Why have IT vendor ratings slipped?
Our general economy has a lot to do with that. The expectations of the dealers are set so much higher. If you're spending more for certain products, you expect more. As time progresses and we see improvements in every area of new technology, we expect things to be that much better.
Did anything about the NADA survey surprise you?
I expected more of the vendors to be on the defensive when they had poor scores. They came to the table with, "What can we do to improve?" vs. a "Well, this doesn't make sense, and this doesn't have credibility because of the way the question's asked."
In which areas are the IT suppliers doing a good job?
Some of the high marks were improvement in third-party vendors and applications allowing them access to our systems.
What's the main issue there?
For years there was a controversy over who owns the proprietary information. If I lease the equipment and buy the system and the software from you as a vendor, who really owns and can access the data?
It's a double-edged sword. If we let a third-party vendor -- for example, a follow-up company or a service-reminder company -- have access to our computers so they can call in, get our files and do programs that we buy from them, if that corrupts the system that one of the vendors is supplying us, who's responsible for repairs and who's responsible for the expenses? And when it came full circle, they said, "OK, we're going to certify certain people, and if they meet our standards, we'll let them have access."

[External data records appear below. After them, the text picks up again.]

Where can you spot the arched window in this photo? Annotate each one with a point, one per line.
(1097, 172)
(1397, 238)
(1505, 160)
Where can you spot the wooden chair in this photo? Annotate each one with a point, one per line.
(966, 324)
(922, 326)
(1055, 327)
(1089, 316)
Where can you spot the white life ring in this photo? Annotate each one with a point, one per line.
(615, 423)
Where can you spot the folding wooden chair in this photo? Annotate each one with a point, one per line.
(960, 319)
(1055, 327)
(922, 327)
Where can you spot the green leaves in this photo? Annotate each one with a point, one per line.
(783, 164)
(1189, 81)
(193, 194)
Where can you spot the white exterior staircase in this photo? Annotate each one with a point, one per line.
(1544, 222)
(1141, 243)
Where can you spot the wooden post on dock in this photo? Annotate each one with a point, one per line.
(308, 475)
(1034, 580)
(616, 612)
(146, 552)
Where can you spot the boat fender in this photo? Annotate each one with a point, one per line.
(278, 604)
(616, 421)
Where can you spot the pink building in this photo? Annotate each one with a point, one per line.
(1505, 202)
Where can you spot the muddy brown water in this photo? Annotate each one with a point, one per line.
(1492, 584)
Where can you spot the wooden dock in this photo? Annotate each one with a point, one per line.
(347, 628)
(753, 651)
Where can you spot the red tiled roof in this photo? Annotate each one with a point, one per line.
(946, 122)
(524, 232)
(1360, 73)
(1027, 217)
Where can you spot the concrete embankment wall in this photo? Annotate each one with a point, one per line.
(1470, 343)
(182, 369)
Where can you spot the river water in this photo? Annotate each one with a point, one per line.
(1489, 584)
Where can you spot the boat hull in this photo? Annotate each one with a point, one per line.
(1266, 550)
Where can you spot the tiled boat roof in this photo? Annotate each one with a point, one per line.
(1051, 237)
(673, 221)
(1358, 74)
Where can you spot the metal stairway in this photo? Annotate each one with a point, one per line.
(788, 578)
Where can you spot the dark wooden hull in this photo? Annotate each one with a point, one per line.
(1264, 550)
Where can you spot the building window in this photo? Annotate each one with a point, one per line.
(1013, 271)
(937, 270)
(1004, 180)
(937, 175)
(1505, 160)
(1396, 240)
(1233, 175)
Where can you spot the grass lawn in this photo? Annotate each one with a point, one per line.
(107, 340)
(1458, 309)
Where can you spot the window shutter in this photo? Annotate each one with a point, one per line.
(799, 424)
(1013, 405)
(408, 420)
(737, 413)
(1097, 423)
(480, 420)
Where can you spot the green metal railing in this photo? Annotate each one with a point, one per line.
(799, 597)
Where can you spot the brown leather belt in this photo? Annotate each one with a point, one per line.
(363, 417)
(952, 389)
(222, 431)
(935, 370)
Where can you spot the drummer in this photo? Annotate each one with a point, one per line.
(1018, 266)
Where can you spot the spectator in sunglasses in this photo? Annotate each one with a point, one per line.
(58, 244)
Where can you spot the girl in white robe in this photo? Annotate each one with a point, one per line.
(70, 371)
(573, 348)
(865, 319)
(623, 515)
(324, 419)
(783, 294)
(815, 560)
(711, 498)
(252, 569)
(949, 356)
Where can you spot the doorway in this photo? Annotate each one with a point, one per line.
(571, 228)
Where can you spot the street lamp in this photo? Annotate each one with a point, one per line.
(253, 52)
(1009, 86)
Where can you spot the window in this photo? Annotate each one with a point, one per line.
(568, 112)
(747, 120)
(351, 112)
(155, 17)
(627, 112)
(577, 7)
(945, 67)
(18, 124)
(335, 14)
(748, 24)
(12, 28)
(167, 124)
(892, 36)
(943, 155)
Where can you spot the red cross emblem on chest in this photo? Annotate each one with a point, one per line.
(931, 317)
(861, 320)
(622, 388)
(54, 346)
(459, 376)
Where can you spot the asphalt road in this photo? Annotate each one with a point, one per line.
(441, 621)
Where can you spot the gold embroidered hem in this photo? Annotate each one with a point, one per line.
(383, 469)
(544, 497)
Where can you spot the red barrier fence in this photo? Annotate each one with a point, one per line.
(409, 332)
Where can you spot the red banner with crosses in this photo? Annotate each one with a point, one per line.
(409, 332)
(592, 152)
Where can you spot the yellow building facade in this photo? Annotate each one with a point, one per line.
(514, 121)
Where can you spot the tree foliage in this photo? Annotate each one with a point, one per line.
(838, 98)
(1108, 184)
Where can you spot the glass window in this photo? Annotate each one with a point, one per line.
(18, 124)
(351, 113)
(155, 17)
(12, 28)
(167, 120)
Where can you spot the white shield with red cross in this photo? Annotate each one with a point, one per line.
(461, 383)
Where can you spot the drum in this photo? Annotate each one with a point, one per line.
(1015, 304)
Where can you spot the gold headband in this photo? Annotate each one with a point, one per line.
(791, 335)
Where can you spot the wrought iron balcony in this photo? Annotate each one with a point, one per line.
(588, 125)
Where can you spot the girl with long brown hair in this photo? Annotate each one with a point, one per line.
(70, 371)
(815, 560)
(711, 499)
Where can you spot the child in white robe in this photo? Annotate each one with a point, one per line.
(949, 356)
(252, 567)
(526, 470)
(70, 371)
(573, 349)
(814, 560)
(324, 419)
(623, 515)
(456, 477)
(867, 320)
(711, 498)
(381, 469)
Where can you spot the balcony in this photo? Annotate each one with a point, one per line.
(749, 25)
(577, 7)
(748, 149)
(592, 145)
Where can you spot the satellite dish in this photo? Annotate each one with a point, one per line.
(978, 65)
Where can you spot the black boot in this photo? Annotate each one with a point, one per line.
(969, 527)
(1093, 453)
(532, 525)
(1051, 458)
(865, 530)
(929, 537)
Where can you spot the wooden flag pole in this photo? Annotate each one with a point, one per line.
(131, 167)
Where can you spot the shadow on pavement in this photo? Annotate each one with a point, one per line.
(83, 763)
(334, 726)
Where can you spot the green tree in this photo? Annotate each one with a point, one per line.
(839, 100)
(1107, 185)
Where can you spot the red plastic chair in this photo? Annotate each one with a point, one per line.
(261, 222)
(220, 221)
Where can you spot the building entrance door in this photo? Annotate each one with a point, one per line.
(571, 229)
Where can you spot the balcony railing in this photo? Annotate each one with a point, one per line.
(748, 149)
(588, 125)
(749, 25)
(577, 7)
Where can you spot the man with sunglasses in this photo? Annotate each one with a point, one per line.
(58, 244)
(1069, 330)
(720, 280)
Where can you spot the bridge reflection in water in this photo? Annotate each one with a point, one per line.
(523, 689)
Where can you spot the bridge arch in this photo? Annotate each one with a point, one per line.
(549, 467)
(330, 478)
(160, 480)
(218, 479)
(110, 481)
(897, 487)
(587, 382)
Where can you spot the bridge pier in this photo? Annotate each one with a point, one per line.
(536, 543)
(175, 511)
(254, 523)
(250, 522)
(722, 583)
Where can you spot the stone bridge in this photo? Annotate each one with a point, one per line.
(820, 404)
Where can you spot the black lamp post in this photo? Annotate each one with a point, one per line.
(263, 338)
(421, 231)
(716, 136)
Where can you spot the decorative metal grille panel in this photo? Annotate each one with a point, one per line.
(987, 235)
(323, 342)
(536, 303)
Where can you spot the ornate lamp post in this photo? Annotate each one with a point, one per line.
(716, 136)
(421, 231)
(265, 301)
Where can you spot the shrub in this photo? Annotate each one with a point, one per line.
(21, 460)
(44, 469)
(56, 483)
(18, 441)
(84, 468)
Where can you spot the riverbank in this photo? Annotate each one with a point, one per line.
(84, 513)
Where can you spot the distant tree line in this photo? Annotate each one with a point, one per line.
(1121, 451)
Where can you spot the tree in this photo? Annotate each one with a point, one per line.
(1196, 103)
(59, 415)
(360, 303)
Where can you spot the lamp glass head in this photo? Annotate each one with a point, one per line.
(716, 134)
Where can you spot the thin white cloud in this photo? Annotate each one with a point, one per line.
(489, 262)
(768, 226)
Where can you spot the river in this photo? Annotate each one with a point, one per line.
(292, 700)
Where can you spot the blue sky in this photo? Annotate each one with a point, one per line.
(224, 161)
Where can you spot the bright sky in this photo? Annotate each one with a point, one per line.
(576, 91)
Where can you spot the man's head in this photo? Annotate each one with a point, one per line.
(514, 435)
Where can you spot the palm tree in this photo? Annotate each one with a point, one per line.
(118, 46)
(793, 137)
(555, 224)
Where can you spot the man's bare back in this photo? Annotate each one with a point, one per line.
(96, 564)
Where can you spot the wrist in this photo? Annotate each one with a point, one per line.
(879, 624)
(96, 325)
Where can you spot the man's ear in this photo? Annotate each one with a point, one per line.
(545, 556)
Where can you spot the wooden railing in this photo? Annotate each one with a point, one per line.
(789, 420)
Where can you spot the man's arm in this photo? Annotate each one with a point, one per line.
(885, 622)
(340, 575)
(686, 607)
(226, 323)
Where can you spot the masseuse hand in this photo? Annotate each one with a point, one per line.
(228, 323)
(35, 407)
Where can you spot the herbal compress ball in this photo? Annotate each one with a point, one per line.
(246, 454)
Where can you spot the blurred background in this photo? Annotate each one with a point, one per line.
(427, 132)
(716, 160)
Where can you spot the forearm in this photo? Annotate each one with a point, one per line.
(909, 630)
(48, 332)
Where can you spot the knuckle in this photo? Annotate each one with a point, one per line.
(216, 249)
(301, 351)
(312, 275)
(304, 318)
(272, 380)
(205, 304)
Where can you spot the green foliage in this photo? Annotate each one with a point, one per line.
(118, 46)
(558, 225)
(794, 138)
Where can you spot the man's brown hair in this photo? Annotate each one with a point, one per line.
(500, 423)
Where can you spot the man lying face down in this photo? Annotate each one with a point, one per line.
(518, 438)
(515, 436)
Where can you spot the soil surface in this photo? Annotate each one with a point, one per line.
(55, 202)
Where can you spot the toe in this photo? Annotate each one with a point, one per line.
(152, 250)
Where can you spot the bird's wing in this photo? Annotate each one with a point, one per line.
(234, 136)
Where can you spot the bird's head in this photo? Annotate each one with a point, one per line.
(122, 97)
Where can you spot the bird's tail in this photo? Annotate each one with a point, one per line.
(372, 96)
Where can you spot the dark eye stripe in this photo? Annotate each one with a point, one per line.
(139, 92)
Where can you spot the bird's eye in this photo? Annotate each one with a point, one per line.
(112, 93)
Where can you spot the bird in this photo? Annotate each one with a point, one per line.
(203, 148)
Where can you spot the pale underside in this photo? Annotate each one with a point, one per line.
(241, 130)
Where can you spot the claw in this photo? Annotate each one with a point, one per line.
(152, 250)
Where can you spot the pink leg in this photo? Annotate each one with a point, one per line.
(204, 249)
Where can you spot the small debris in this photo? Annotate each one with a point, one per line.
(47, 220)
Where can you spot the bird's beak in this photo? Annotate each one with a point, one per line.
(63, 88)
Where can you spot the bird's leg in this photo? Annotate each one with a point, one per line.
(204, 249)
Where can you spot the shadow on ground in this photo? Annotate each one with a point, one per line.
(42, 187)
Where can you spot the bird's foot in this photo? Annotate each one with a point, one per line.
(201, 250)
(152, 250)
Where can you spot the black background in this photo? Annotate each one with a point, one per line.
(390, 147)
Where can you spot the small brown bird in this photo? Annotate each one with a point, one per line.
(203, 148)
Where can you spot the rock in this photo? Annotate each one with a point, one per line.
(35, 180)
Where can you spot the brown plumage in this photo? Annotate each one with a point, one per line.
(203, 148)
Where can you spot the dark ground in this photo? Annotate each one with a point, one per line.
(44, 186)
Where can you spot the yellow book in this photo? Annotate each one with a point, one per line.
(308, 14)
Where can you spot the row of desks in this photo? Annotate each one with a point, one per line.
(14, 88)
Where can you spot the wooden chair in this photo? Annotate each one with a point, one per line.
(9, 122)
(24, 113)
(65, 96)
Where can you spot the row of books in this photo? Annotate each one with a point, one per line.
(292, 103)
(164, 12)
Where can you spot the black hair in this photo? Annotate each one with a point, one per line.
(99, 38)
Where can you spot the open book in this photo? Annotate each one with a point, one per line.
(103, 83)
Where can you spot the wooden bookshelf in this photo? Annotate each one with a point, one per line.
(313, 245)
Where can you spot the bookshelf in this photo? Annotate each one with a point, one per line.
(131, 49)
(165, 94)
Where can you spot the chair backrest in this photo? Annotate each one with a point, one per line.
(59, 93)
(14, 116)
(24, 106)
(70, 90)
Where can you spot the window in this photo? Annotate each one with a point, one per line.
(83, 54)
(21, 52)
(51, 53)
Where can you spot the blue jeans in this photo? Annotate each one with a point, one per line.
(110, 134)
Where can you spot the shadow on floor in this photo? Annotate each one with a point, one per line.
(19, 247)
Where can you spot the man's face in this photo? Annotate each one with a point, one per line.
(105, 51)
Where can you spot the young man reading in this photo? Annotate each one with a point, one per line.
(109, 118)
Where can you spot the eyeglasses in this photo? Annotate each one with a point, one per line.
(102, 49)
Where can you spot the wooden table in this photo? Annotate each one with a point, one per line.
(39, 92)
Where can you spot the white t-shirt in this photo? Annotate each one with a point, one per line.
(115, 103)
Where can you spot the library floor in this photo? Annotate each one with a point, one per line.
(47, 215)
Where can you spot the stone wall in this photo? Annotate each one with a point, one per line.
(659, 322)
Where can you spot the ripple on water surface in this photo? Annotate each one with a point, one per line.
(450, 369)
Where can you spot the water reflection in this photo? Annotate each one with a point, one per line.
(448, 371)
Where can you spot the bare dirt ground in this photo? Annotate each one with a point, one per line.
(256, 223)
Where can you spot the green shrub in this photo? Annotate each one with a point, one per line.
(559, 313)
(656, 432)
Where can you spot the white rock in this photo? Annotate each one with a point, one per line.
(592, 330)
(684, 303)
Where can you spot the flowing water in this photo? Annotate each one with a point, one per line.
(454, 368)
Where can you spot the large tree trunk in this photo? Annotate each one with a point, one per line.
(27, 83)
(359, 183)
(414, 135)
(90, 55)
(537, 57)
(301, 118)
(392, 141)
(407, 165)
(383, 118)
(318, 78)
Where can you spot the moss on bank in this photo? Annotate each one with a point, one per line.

What issue is most important to dealers right now?
Do you find that most dealers are open to change, open to learning?
Generally, no. Most dealers I know around the country are less open to change. And a lot of that has to do with age. I know the younger individuals that are involved in dealerships today, they accept change much more readily. My son is a great example. I think I can do just about anything, but every day I learn something from him.
IT costs are rising at your dealership. Why the increase?
We're going to the social networks. We're going to the lead providers. That is very expensive. You've seen what Google is doing and what Bing is doing with MSN and how the competition is getting pretty fierce. If you want to have your [search engine] optimization utilized to its maximum benefit, it's very, very expensive.